1.3.1  The reports are to provide full details and plans of treatment of open spaces; new transport infrastructure to accommodate pedestrians, cyclists, vehicles and mass/public transport services; all changes to any existing transport infrastructure assets.

2.2.1  The scope of the policies and strategies to be addressed in reports include:

  • Agreements or undertakings with local, state or federal governments and other organisations – this may include agreements such as the Hobart City Deal
  • The Macquarie Point site precinct plan
  • Proposed amendments to planning schemes
  • City of Hobart plans and strategies, including active transport; parking and car parks; use and management of Council-owned reserves and parkland; strategies for pedestrian and cyclists; and the Central Hobart Plan
  • The Department of State Growth’s policies and strategies regarding roads it owns or manages and plans for passenger transport infrastructure and services, including buses and ferries.

8.1.2  The reports are to consider the effects of wind on pedestrians, cyclists, and other people using open spaces.

Graph showing what sort of path to implement based on the number of pedestrians on the left axis and the number of cyclists on the bottom axis.

Possible guideline changes

The key word in the guidelines is “safe”. The guidelines require the government to assess what is needed to provide people wanting to ride with “safe, visible, amenable, direct and convenient routes when moving to and from the stadium and surrounding area”. For some people, a painted line on a busy road next to parked cars is a safe cycling route, but for others it's nothing less than an off-road path.

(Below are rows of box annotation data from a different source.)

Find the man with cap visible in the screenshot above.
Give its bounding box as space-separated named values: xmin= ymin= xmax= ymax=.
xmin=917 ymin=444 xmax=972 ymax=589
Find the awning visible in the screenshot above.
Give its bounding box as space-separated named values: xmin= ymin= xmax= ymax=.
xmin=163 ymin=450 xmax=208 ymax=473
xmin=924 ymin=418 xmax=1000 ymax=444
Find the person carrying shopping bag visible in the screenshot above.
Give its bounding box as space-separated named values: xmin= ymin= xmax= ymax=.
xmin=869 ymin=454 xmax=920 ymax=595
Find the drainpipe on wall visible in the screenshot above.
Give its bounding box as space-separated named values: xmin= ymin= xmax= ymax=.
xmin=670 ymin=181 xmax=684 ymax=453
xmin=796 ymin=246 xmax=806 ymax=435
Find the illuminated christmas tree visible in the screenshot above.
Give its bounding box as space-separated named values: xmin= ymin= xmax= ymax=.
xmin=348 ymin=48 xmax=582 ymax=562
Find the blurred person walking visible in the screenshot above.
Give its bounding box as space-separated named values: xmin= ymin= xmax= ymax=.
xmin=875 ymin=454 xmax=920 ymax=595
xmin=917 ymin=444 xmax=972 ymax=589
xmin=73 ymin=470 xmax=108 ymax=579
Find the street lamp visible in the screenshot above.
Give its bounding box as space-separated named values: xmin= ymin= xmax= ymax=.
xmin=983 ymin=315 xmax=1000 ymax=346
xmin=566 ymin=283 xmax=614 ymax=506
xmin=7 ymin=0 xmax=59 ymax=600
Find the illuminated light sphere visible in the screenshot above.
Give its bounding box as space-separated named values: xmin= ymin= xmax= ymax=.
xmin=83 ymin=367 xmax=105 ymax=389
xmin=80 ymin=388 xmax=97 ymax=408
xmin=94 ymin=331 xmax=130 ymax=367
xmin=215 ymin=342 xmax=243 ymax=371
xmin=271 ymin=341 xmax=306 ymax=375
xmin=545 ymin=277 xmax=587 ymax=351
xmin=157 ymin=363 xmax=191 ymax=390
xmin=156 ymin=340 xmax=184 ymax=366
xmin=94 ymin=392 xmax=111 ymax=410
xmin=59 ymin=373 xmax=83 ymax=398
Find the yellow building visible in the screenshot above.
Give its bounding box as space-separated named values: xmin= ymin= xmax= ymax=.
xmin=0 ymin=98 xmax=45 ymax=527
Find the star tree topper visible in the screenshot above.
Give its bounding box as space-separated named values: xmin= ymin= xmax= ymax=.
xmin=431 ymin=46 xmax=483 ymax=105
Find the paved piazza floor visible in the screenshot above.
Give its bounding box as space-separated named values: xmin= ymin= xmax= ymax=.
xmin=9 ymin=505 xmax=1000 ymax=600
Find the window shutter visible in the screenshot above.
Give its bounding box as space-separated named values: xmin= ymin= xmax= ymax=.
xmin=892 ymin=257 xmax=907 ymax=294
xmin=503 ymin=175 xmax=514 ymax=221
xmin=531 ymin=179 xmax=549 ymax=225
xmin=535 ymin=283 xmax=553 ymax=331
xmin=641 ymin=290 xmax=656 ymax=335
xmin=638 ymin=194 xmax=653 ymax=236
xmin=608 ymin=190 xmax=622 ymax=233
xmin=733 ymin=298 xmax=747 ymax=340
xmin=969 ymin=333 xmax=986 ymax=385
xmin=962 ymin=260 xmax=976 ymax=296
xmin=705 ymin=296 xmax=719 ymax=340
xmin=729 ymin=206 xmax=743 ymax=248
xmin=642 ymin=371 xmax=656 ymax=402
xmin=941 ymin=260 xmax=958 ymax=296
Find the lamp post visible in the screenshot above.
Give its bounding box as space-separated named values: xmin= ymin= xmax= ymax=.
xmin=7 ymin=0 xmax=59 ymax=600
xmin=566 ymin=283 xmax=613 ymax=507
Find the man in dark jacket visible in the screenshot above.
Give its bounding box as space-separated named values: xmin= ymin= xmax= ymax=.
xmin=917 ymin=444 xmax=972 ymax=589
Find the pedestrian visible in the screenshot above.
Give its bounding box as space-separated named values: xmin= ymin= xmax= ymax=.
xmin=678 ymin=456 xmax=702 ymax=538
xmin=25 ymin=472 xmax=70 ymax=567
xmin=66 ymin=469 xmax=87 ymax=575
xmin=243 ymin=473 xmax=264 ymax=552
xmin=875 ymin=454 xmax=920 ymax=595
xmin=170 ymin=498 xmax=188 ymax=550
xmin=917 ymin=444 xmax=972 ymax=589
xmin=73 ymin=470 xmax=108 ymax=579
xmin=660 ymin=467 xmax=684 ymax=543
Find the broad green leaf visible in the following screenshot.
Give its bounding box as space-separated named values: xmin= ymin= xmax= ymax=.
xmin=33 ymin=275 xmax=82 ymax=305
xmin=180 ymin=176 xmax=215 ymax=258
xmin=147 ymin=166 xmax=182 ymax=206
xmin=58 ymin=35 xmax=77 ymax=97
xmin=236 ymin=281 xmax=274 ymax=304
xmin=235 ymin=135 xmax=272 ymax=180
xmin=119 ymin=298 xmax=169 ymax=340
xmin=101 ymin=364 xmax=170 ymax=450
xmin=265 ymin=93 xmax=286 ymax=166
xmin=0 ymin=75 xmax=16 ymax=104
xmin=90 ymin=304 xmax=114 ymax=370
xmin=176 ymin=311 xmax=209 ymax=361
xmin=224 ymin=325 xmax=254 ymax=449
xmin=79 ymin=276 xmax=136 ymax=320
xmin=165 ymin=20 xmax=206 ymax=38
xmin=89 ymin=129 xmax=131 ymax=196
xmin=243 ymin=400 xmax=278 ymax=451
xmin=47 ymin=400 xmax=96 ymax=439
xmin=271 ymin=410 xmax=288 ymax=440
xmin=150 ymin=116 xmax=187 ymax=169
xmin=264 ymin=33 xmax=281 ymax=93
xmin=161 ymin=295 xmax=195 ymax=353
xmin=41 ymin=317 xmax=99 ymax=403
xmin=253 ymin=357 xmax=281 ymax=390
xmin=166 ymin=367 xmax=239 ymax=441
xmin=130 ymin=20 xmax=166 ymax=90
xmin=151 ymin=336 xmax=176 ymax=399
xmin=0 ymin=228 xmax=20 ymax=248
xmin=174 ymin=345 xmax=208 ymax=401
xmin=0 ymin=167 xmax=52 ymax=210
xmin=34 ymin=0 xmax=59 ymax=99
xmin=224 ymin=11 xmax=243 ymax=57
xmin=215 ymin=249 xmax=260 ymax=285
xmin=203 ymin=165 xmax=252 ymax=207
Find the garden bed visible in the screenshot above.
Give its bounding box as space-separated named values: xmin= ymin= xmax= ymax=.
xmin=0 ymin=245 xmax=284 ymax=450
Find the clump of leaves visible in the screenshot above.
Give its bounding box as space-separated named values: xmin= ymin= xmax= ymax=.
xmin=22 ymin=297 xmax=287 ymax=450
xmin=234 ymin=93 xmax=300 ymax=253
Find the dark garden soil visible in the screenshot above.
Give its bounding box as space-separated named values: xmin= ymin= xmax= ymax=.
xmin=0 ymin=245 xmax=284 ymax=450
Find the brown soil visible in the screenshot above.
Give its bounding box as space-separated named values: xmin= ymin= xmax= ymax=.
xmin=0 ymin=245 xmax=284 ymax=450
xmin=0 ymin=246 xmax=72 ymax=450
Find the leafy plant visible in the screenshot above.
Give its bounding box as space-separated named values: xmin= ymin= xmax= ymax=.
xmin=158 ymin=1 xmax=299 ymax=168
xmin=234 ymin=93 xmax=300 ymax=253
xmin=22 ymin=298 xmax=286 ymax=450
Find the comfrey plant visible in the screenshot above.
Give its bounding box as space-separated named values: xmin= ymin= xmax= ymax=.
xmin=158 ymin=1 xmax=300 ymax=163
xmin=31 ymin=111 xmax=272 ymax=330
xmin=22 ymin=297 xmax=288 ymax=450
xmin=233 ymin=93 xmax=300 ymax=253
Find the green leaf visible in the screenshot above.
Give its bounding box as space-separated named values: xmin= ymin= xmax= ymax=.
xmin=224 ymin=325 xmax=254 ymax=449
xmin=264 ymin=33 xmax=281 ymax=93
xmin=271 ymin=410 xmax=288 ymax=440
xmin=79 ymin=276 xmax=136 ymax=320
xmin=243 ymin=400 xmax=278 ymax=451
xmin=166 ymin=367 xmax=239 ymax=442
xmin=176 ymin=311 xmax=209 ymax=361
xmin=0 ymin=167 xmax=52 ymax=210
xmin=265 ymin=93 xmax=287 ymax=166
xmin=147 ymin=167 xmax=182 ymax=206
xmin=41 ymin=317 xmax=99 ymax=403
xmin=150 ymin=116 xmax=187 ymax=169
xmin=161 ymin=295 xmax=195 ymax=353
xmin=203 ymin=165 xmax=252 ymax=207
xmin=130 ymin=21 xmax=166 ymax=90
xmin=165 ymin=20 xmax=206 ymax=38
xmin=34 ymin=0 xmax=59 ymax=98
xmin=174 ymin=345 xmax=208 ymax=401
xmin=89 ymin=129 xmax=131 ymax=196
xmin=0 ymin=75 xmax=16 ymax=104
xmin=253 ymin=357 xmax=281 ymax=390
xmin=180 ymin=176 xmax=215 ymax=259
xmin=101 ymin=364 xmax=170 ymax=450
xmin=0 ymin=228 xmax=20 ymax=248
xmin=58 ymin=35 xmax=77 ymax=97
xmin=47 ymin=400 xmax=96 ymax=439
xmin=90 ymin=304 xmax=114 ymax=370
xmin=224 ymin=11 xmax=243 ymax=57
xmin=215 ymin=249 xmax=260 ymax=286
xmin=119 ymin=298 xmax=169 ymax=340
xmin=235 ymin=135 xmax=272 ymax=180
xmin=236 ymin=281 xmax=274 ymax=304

The guidelines could specifically reference All Ages and Abilities (AAA) infrastructure. This standard of infrastructure is outlined in the Greater Hobart Cycling Plan and could be the basis for the commission’s assessment of whether cycling paths and lanes will give as many people as possible the choice of riding. This plan could be added to the list in Guideline 2.2.1, and AAA added before all mentions of cycling paths and its definition added to the glossary.

While there are many plans to improve cycling in Hobart, there is little funding available to make it happen and most of the land needed to create AAA routes is owned by local rather than state government.  

Paths and cycleways in the precinct will only be as effective as those they connect to. The guidelines could require the government to provide likely construction timelines of AAA routes leading in to the precinct from Glenorchy, Clarence and Hobart areas and the government’s funding commitment to ensure they get built.

Guideline 6.4 highlights the potential for pedestrian and cyclist conflict and asks that reports assess the risk of this and details plans and management to minimise it. The guidelines could refer to the 2017 Austroads Guide to Road Design Part 6A: Paths for Walking and Cycling as it is clear about when pedestrians and cyclists/scooters should have separated paths to avoid conflict. This not only applies to paths within the precinct but also to paths leading into the precinct along popular routes such as the Intercity Cycleway and waterfront paths.

The Macquarie Point Development Corporation released a draft precinct plan for the site a few months ago, which shows where it’s thinking of placing routes for cycling:

The guidelines do not mention bike parking, but secure parking in the precinct will be essential as people who feel their bike is safe from theft, especially more expensive e-bikes, are more likely to ride for transport.

Secure bike parking can be activated by swipe cards or mobile phone apps that require users to register with ID. The added layer of security can then be added to bike cages, bike lockers or electronic bike docks.

The Macquarie Point Draft Precinct Plan sets aside a small area for bike and scooter parking but doesn’t specify the standard of parking.

Guideline 6.4.2 could add another dot point: “the level of security of proposed bike parking infrastructure.”